Les "extrapreneurs" : innover pour entreprendre différemment

Les "extrapreneurs" sont des personnes qui veulent entreprendre différemment, lancer des projets économiques durables, devenir acteurs de la transition économique en répondant à quelques-uns des grands défis de notre société : l’environnement, le climat et l’inclusion sociale, par exemple.

Michel de Kemmeter porte ce mouvement des "extrapreneurs" : "Nous avons eu la semaine dernière quelqu’un qui est arrivé et qui a dit : 'J’ai un projet, le projet est super, vraiment excitant, un projet dans l’alimentation durable', et là nous allons chercher des entreprises qui pourraient être des sponsors et qui pourraient s’approprier le projet. D’autre part, nous avons des entreprises qui ont besoin d’innover et ça va rester leur projet, donc nous allons faire aboutir le travail, en quatre mois ils vont récupérer le projet. D’autres entreprises ont dit : 'nous voulons mettre notre doigt dedans', et apportent une partie des ressources, un bâtiment ou quelque chose".

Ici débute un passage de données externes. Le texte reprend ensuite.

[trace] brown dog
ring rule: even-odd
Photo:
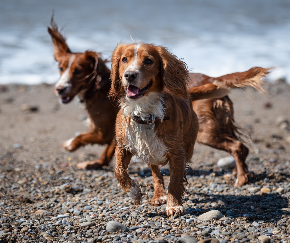
[[[60,66],[62,68],[60,70],[62,75],[67,68],[69,58],[77,54],[72,53],[65,39],[58,31],[57,26],[53,21],[52,22],[52,28],[49,28],[48,31],[53,41],[55,57],[57,61],[58,60],[60,62],[60,65],[61,63],[63,66],[65,66],[64,69],[64,67]],[[70,94],[65,96],[66,95],[61,95],[57,90],[56,91],[57,94],[61,97],[63,96],[64,99],[62,102],[64,103],[70,102],[73,98],[72,96],[74,96],[77,93],[80,96],[82,96],[84,98],[82,100],[87,106],[91,121],[91,131],[69,139],[64,143],[63,146],[68,151],[73,151],[87,144],[107,144],[99,159],[79,163],[77,165],[79,168],[95,169],[102,165],[108,165],[114,152],[114,133],[112,131],[115,126],[114,121],[118,109],[118,106],[114,102],[111,102],[107,97],[110,85],[109,84],[110,83],[110,81],[107,77],[110,72],[106,68],[104,61],[101,59],[100,54],[91,51],[77,54],[77,58],[72,62],[72,68],[70,71],[72,80],[64,84],[69,84],[71,85],[72,94]],[[94,72],[94,67],[93,67],[96,63],[94,60],[95,58],[98,59],[98,63],[99,61],[100,62],[97,66],[99,65],[101,67],[102,65],[104,68],[104,73],[102,74],[103,81],[102,82],[105,80],[103,83],[107,82],[108,84],[105,86],[103,85],[103,87],[101,89],[96,87],[97,77],[95,76],[96,73]],[[75,63],[81,66],[87,66],[86,65],[87,65],[88,60],[91,62],[89,67],[87,69],[83,70],[84,72],[81,75],[72,74],[74,72],[73,68],[74,68]],[[243,88],[251,86],[263,92],[261,79],[268,72],[269,70],[268,68],[255,67],[243,72],[227,74],[218,78],[211,78],[199,73],[190,73],[190,87],[192,88],[205,84],[212,83],[216,80],[231,88]],[[88,75],[90,76],[86,79],[84,78],[84,77]],[[93,78],[90,81],[92,78]],[[88,84],[90,82],[89,85]],[[61,85],[61,89],[59,89],[60,93],[63,91],[62,86],[64,88],[64,85]],[[56,87],[56,88],[57,88]],[[81,89],[78,91],[80,89]],[[86,94],[84,95],[84,93]],[[204,97],[205,97],[203,93],[202,95]],[[197,92],[194,93],[194,96],[193,100],[198,99],[198,94]],[[65,99],[68,99],[67,100]],[[97,105],[96,105],[96,104]],[[235,185],[242,185],[246,182],[248,176],[251,175],[245,163],[248,150],[239,138],[238,128],[234,122],[234,110],[230,100],[228,97],[225,96],[217,99],[193,101],[193,105],[199,122],[200,130],[197,141],[215,148],[224,150],[233,156],[237,164],[233,173],[234,176],[237,176]],[[102,109],[102,108],[105,109]],[[95,112],[96,109],[98,110],[98,114]],[[104,122],[104,121],[108,122]],[[110,126],[110,127],[109,127]],[[101,133],[100,131],[102,131]],[[218,139],[215,138],[217,137]]]
[[[198,131],[197,117],[187,88],[186,64],[166,48],[142,43],[118,44],[113,52],[111,93],[119,99],[116,120],[115,174],[135,204],[141,189],[128,174],[133,155],[151,168],[154,194],[151,203],[166,201],[159,165],[169,163],[170,181],[166,212],[183,215],[183,182]],[[208,84],[191,89],[198,98],[223,97],[223,87]]]
[[[54,57],[59,64],[60,74],[55,92],[63,104],[68,103],[78,95],[85,105],[91,126],[89,132],[68,140],[63,146],[73,151],[88,144],[106,144],[99,159],[80,163],[77,166],[89,169],[108,165],[115,151],[115,122],[119,109],[117,104],[108,98],[110,71],[99,53],[72,52],[52,19],[51,24],[48,32],[52,39]]]
[[[191,73],[190,87],[198,87],[218,81],[231,88],[251,86],[261,93],[265,92],[261,79],[271,68],[255,67],[243,72],[236,72],[218,78],[211,78],[200,73]],[[222,98],[196,100],[193,97],[193,106],[198,117],[199,130],[197,141],[229,153],[234,158],[236,167],[232,173],[236,177],[234,185],[239,187],[248,181],[251,175],[245,163],[249,150],[241,141],[239,128],[235,124],[234,108],[226,96]]]

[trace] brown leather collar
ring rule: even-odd
[[[156,121],[161,121],[160,118],[159,117],[155,117],[155,121],[152,121],[152,117],[150,116],[148,117],[149,119],[147,121],[142,120],[140,117],[137,116],[131,116],[131,118],[133,121],[138,124],[153,124]],[[170,117],[169,117],[164,116],[163,118],[163,121],[168,121],[170,120]]]

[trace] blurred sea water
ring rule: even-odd
[[[217,77],[274,67],[271,79],[290,81],[288,0],[3,0],[0,84],[57,81],[47,32],[53,9],[74,52],[110,58],[131,36],[171,48],[193,72]]]

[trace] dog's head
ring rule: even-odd
[[[52,38],[54,57],[59,63],[60,74],[55,93],[60,97],[62,103],[67,104],[78,93],[90,87],[91,79],[94,76],[96,78],[97,73],[101,73],[102,69],[106,68],[105,61],[101,58],[100,53],[93,51],[72,53],[53,19],[51,25],[48,31]],[[101,84],[98,83],[98,87],[94,88],[99,89],[100,85]]]
[[[119,44],[112,58],[110,93],[134,101],[167,89],[173,95],[188,97],[185,63],[168,49],[151,44]]]

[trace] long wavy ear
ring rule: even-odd
[[[110,78],[110,72],[106,65],[108,61],[102,58],[101,53],[91,51],[86,51],[85,57],[90,63],[91,67],[94,72],[89,77],[93,79],[96,78],[95,88],[99,89],[107,84],[108,79]]]
[[[71,53],[65,42],[65,38],[59,31],[57,25],[53,20],[53,15],[50,22],[51,28],[48,27],[48,33],[52,38],[54,51],[54,58],[57,61],[66,52]]]
[[[188,98],[189,73],[184,62],[165,47],[156,47],[161,62],[161,73],[165,86],[175,96]]]
[[[112,84],[110,95],[110,96],[118,98],[120,96],[121,89],[120,73],[119,72],[119,63],[124,49],[124,45],[118,44],[112,54],[112,71],[111,72]]]

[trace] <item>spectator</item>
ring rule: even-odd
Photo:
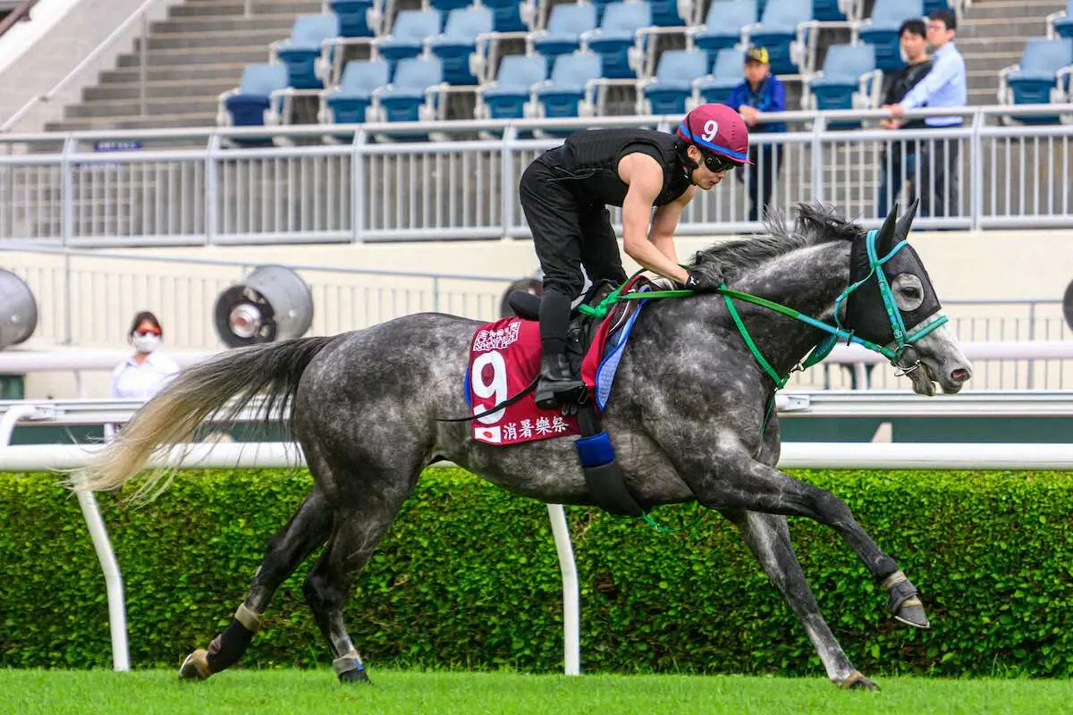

Selon Michel de Kemmeter, pour se lancer, il faut apprendre à entreprendre autrement, à inventer puis valider un modèle d’entreprise solide. La prochaine session de formation débutera bientôt et ce sera cette fois dans le Brabant wallon. Parmi les projets, il y en aura par exemple un qui concerne du recyclage décentralisé, avec en l’occurrence six mini usines de traitement des déchets.

"Traiter les déchets sur place veut dire ne plus devoir les transporter, donc une énorme économie en coûts et en impact de CO2, mais ça veut dire qu’on va un peu enlever du carburant pour l’incinérateur. Ce n’est donc pas très confortable pour le secteur existant, puisqu’on va par définition disrupter une partie de ce secteur — ça va rester à petite échelle, donc il faut commencer quelque part — mais ce sont effectivement des collaborations avec le traitement des déchets organiques des grandes surfaces, le traitement des déchets organiques de parcs d’activités, etc. Ce sont donc réellement des collaborations multi-parties prenantes" explique Michel de Kemmeter.

De nouveaux business models

Et au bout du compte, il faudra bien sûr qu’un acteur économique s’empare du projet, se l’approprie, et cela pourrait par exemple être un parc d’activités : "Ça, c’est le business model que nous allons devoir développer, c’est le design, la construction, le financement de l’opération. On va donc aussi inventer de nouveaux business models. Ou bien eux achètent la micro usine ou nous la finançons et nous facturons du coup le traitement des déchets", précise-t-il.

Un autre exemple est dans le domaine de l’inclusion sociale : c'est le projet du courtier en assurance wallon DAP, que décrit encore Michel de Kemmeter : "Le plus gros courtier d’assurance wallon a dit : 'on a contact avec des entreprises qui ont beaucoup de matériel informatique, je vais dans la foulée leur demander de récupérer leur matériel informatique et nous allons envoyer ce matériel informatique vers une prison. Nous allons former des prisonniers à reconditionner ce matériel informatique et tout ce qui est reconditionné va être envoyé dans des écoles que je connais au Sénégal qui ont besoin de ce matériel, et ce qui n’est pas recyclable sera démonté et amené en recyclage'". Au lieu de l’envoyer dans des décharges en Afrique ou en Asie, comme on l’a vu trop souvent ces dernières années. Les premières machines seront reconditionnées dès l’été prochain. Il n’y aura pas que ce projet ou que les mini usines de traitement des déchets, la prochaine session d’extrapreneurs couvrira bien d’autres domaines, comme l’éco-habitat, le traitement des déchets, mais cette fois sur chantier, ou encore — très important — l’éveil des vocations.